How to replicate the analyses in “Bells and smells…”
Replication is very much in vogue in psychology these days. To be honest, the field’s preoccupation with methodological navel gazing strikes me as being akin to worrying about the weeds on your lawn as your house burns down: We homo sapiens are defined by our capacity for learning, language and culture, and the fact that most researchers in the brain and cognitive sciences are poorly trained in the very things that serve to put the sapiens in homo seems like a far more pressing concern.
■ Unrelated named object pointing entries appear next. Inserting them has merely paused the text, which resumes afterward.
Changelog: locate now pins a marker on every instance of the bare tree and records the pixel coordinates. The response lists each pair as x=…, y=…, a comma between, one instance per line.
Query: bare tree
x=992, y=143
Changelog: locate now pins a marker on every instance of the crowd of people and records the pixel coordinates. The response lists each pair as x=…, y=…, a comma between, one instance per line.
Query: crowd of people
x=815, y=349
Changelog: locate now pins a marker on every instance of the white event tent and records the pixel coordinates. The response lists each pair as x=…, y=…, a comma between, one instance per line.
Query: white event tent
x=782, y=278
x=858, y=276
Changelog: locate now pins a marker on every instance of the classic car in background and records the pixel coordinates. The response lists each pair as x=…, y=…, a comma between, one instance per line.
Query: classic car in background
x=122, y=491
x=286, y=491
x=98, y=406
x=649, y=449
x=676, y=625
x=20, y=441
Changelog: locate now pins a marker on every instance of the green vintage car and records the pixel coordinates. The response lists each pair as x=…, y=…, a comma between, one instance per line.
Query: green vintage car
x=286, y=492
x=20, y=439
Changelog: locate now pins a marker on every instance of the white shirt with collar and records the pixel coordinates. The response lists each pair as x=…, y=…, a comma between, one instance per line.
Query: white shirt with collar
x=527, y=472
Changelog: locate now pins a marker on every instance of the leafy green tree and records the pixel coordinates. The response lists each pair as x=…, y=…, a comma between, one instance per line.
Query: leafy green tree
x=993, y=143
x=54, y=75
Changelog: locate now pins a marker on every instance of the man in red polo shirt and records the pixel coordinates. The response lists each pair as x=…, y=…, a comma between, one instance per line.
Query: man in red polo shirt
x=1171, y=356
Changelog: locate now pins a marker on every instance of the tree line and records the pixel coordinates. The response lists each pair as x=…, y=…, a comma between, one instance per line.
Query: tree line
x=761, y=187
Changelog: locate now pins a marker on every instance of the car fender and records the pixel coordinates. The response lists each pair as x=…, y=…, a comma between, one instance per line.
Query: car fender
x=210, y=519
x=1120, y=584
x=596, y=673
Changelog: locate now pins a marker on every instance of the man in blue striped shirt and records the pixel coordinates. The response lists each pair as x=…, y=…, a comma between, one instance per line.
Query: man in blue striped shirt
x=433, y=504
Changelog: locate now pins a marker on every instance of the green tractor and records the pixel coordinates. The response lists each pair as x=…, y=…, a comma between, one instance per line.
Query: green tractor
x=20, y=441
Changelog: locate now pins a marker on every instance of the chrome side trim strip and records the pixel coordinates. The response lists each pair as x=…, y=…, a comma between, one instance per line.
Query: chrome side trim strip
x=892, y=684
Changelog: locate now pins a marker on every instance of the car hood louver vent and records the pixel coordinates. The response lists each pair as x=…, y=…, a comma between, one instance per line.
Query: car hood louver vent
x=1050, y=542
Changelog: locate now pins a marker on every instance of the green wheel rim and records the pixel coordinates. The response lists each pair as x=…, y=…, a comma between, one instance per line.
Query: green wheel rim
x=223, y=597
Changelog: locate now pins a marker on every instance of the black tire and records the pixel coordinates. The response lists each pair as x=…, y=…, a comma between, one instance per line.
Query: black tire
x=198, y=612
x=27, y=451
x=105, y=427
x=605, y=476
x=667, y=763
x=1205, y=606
Still, I wouldn’t want to say that lawn weeds aren’t bothersome, or that replication is not important to the scientific process, and so in the spirit of supporting recent efforts to raise standards in the field, I decided to see if I could replicate the findings described in my “Bells and smells” post using word frequency counts taken from sources other than those used in the original.
In this replication, I estimated the background rates and blocking using frequencies taken from the 450 million word “Corpus of Contemporary English” (COCA; hence these are current frequency counts rather than counts that reflect usage contemporaneous to the study itself), while to estimate co-occurrence rates I used the number of hits retuned by a literal “w1 w2” search on the Bing search engine to get a rough measure of frequency (as you might imagine, it is difficult to estimate frequencies for pairs like “jury” and “eagle”).
Word frequency counts are not normally distributed. Indeed, they are notoriously skewed, such that when counts are plotted from highest to lowest, the frequency counts for a few of the most common items will dwarf those of all the other items. This property can clearly be seen in this plot of the raw frequencies for the first words in each of the PAL pairs (i.e., the number of times word1 appears among the 450 million words in COCA):
Statistical tests like regression assume that the variables entered into them are normally distributed. In their raw form, words frequencies violate the assumptions of these tests. However, if we apply a logarithmic transformation to our word frequency counts, we can make them approximate something more like a normal distribution:
(As you can see from the lowest frequency items, this distribution is still not perfectly normal — to explain word frequency distributions and the challenges they pose to analyses is a book in itself — but this will suffice for now.)
The log transformed frequency counts can then be entered into regressions to see how well the predict the item variance in the PAL data.
Using the COCA / Bing counts, all of the effects I reported in my “Bells and smells” post replicated (the R-squared values for both of the regression analyses were around .77).
The new data used in the replication:
Nb. In gathering this data, I discovered that the counts on Bing had already been affected by the publication of our papers. (Language really is a living thing, and it makes studying it harder.) I’ve tried to minimize the effect of my blog on these counts, hence the lack of text in the table above.